Generate: The LLM receives tool signatures and the user’s request, and outputs Python code.
Execute: The code runs in the Monty sandbox. Tool calls pause the sandbox, dispatch to real implementations, and resume with results.
Retry: If execution fails, the error message is fed back to the LLM, which generates a corrected version. This repeats up to max_retries times.

Example: chat app

Wrap the agent in a FastAPI endpoint to create a conversational analytics assistant:

        
    
from _agent import CodeModeAgent
from _tools import ALL_TOOLS
from fastapi import FastAPI

import flyte
from flyte.app.extras import FastAPIAppEnvironment

app = FastAPI(title="Chat Data Analytics Agent")

env = FastAPIAppEnvironment(
    name="chat-analytics-agent",
    app=app,
    image=flyte.Image.from_debian_base().with_pip_packages(
        "fastapi", "uvicorn", "httpx", "pydantic-monty",
    ),
    secrets=flyte.Secret(key="anthropic-api-key", as_env_var="ANTHROPIC_API_KEY"),
)

agent = CodeModeAgent(tools=ALL_TOOLS, max_retries=2)


@app.post("/api/chat")
async def chat(req: ChatRequest) -> ChatResponse:
    result = await agent.run(req.message, req.history)
    return ChatResponse(
        code=result.code,
        charts=result.charts,
        summary=result.summary,
        error=result.error,
    )

Users send natural language requests ("Show me monthly revenue trends for 2024"), the agent generates analysis code, the sandbox executes it with the registered tools, and the response includes charts and a text summary.

Example: durable agent

For production workloads, wrap the tools as @env.task so the sandbox dispatches them as durable Flyte tasks through the controller.
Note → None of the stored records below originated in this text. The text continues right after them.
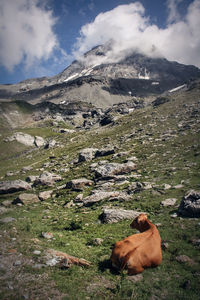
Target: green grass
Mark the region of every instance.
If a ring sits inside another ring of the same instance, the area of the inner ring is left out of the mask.
[[[63,180],[56,185],[74,178],[92,179],[94,174],[89,168],[92,162],[78,165],[71,165],[70,162],[78,157],[78,152],[83,148],[103,148],[110,143],[117,147],[116,152],[129,151],[129,155],[115,159],[112,156],[98,158],[93,162],[104,159],[123,162],[134,155],[138,158],[136,173],[141,177],[130,179],[130,183],[138,180],[153,185],[153,189],[133,194],[130,201],[104,201],[89,208],[64,208],[63,205],[73,200],[78,192],[56,190],[54,187],[55,197],[52,199],[26,207],[14,207],[3,216],[16,218],[14,226],[17,230],[17,250],[20,253],[33,257],[33,251],[39,248],[42,255],[33,259],[41,262],[45,250],[53,248],[91,262],[89,268],[73,266],[62,270],[59,267],[48,267],[38,271],[26,267],[24,271],[48,274],[49,280],[55,281],[59,291],[65,294],[64,299],[199,299],[199,249],[191,242],[200,238],[199,220],[180,217],[174,219],[171,214],[177,207],[163,208],[160,205],[162,200],[177,198],[178,206],[189,189],[200,188],[199,127],[187,108],[187,105],[197,106],[196,93],[191,91],[186,96],[180,94],[173,102],[156,109],[138,110],[120,117],[115,126],[89,132],[77,132],[68,136],[53,132],[51,126],[20,129],[32,135],[52,136],[64,145],[63,148],[33,151],[30,157],[16,143],[12,144],[13,147],[11,144],[5,146],[1,143],[1,176],[8,170],[20,171],[23,166],[34,166],[27,174],[20,173],[11,179],[19,176],[25,179],[27,175],[40,174],[39,169],[48,161],[53,161],[49,171],[55,169],[55,173],[59,173],[61,167],[69,168],[69,172],[62,174]],[[190,122],[191,127],[180,130],[180,121]],[[164,137],[169,130],[174,132],[174,137]],[[50,159],[51,156],[55,158]],[[183,187],[175,189],[174,186],[180,183],[183,183]],[[164,190],[164,184],[170,184],[172,188]],[[123,190],[127,185],[113,188]],[[44,189],[38,186],[35,192],[39,193]],[[92,187],[86,188],[84,196],[89,195],[91,190]],[[17,193],[1,196],[1,202],[5,199],[13,200],[16,196]],[[110,268],[112,245],[135,231],[130,228],[128,220],[101,224],[99,215],[105,205],[146,211],[153,223],[161,223],[160,235],[169,244],[169,248],[163,250],[161,266],[145,270],[142,281],[133,283],[126,273],[118,274]],[[15,237],[13,224],[1,224],[0,230],[6,230],[8,236]],[[42,232],[47,231],[54,236],[51,241],[41,236]],[[95,245],[95,238],[102,238],[102,244]],[[32,239],[38,239],[38,243],[34,244]],[[179,255],[189,256],[194,260],[194,265],[179,263],[176,260]],[[9,299],[12,299],[12,293],[10,295]]]

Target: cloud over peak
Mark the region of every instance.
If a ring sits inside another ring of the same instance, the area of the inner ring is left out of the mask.
[[[169,17],[166,28],[152,24],[140,2],[120,5],[99,14],[94,22],[81,28],[74,55],[80,57],[92,47],[113,40],[108,55],[98,58],[102,63],[117,61],[123,53],[138,51],[150,57],[162,56],[200,67],[200,0],[194,0],[183,17],[178,13],[181,1],[167,1]]]
[[[0,2],[0,64],[10,71],[24,61],[29,67],[35,60],[48,59],[58,47],[56,19],[39,4],[39,0]]]

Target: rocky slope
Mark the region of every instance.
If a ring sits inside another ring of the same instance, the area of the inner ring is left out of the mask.
[[[50,121],[10,128],[1,119],[0,298],[199,298],[199,95],[197,81],[129,113],[114,106],[86,127],[53,123],[53,104],[42,114]],[[21,117],[34,109],[20,107]],[[56,143],[9,140],[19,131]],[[116,273],[112,245],[140,212],[158,226],[163,262]]]
[[[87,102],[106,108],[136,98],[152,96],[200,77],[200,70],[164,58],[128,53],[109,58],[109,47],[98,46],[51,78],[36,78],[16,85],[1,85],[0,100],[71,103]]]

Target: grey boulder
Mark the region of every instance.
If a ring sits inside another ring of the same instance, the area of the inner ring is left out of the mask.
[[[23,180],[8,180],[0,182],[0,194],[15,193],[18,191],[30,190],[31,185]]]

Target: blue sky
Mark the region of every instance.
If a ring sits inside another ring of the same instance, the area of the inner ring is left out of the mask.
[[[111,39],[115,57],[200,67],[200,0],[1,0],[0,16],[0,84],[56,75]]]

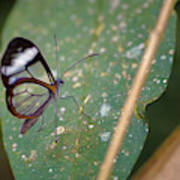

This gives you execution history, retries, caching, and full observability.

        
    
from _agent import CodeModeAgent
from _tools import ALL_TOOLS

import flyte
import flyte.report

env = flyte.TaskEnvironment(
    name="llm-code-mode",
    secrets=[flyte.Secret(key="anthropic-api-key", as_env_var="ANTHROPIC_API_KEY")],
    image=flyte.Image.from_debian_base().with_pip_packages(
        "httpx", "pydantic-monty", "unionai-reuse",
    ),
)


# Wrap each tool as a durable task
@env.task
async def fetch_data(dataset: str) -> list:
    return await _tools.fetch_data(dataset)


@env.task
async def create_chart(chart_type: str, title: str, labels: list, values: list) -> str:
    return await _tools.create_chart(chart_type, title, labels, values)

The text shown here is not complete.